Complex Regional Pain Syndrome

Complex regional pain syndrome (CRPS) is the new title that has been advocated for reflex sympathetic dystrophy syndrome and causalgia by the International Association for the Study of Pain. A new taxonomy has been suggested because not all cases have "sympathetic maintained pain" (SMP), and not all cases demonstrated dystrophy. These conditions usually follow a precipitating injury that does not heal as expected, and is often accompanied by unrelenting pain that is out of proportion to the initial injury.

There have been two categories of CRPS described: Type I, and Type II. Sympathetic maintained pain (SMP) may or may not be found in association with CRPS, and is characterized by pain that is maintained by sympathetic innervation or circulating catecholamines. SMP can be abolished by sympatholytic agents.
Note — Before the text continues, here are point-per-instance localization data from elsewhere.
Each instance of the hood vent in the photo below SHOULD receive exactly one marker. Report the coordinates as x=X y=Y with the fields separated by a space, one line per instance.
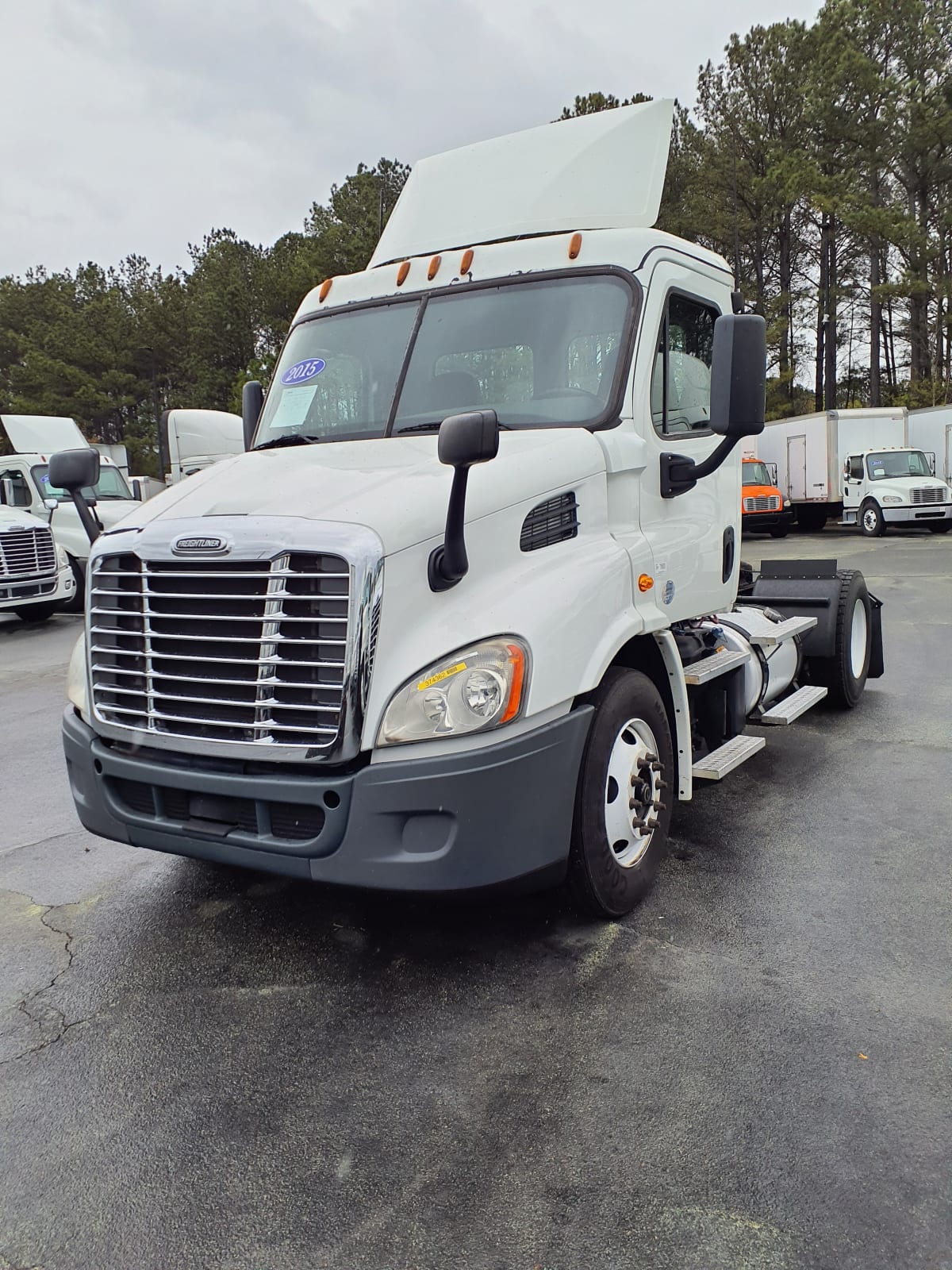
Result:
x=554 y=521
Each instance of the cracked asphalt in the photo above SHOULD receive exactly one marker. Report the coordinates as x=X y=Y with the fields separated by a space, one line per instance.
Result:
x=211 y=1068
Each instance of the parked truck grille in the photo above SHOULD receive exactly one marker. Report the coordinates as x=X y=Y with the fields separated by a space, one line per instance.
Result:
x=27 y=552
x=248 y=652
x=928 y=495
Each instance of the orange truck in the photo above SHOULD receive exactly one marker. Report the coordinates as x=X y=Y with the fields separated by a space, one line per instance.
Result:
x=762 y=508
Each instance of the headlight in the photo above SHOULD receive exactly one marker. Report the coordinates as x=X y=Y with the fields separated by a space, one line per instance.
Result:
x=76 y=676
x=482 y=686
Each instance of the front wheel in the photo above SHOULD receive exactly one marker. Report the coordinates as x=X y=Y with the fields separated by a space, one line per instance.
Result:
x=871 y=522
x=624 y=800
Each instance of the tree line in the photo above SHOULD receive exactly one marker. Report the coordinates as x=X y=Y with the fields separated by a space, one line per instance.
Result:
x=819 y=156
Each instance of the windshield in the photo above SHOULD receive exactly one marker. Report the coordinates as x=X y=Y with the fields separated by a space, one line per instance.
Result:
x=757 y=474
x=900 y=463
x=111 y=484
x=541 y=353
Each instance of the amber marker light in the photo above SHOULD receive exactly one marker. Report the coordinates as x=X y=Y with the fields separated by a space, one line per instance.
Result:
x=517 y=660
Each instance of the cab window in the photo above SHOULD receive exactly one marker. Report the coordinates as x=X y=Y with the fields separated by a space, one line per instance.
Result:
x=681 y=383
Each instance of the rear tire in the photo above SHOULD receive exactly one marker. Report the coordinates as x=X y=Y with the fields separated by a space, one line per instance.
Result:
x=871 y=522
x=36 y=614
x=625 y=797
x=846 y=672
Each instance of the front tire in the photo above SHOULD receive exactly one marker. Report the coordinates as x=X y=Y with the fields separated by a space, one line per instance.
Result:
x=625 y=795
x=871 y=522
x=846 y=672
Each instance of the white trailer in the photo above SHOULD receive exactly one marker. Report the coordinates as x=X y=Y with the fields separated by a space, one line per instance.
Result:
x=931 y=431
x=858 y=465
x=469 y=611
x=190 y=441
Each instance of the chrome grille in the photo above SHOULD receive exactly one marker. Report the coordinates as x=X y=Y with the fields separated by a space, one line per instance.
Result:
x=251 y=652
x=27 y=552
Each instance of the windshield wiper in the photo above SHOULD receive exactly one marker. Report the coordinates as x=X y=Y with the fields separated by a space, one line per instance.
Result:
x=435 y=427
x=291 y=438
Complex Regional Pain Syndrome, Type I

CRPS Type I is a syndrome that develops after a precipitating noxious injury or event. It is not limited to any particular nerve and tends to extend regionally beyond the focal area of injury. It may be associated with any or all of the following: edema, vasomotor disturbances, allodynia, hyperesthesia, and sudomotor dysfunction. It may follow a fracture, soft tissue injury, or even immobilization from angina or stroke. The symptoms typically start about one month after the precipitating injury or event, and is often described as burning and unrelenting pain exacerbated by movement and light touch. Abnormalities in blood flow can occur and may include changes in skin temperature and color, making infrared thermal imaging and triple phase bone scans useful lab tests in identifying CRPS. Atrophy of the skin, nails, and hair may be seen with hyper or hypohydrosis. Edema is usually present with loss of joint mobility. Impaired motor function with tremors and weakness can be observed as well.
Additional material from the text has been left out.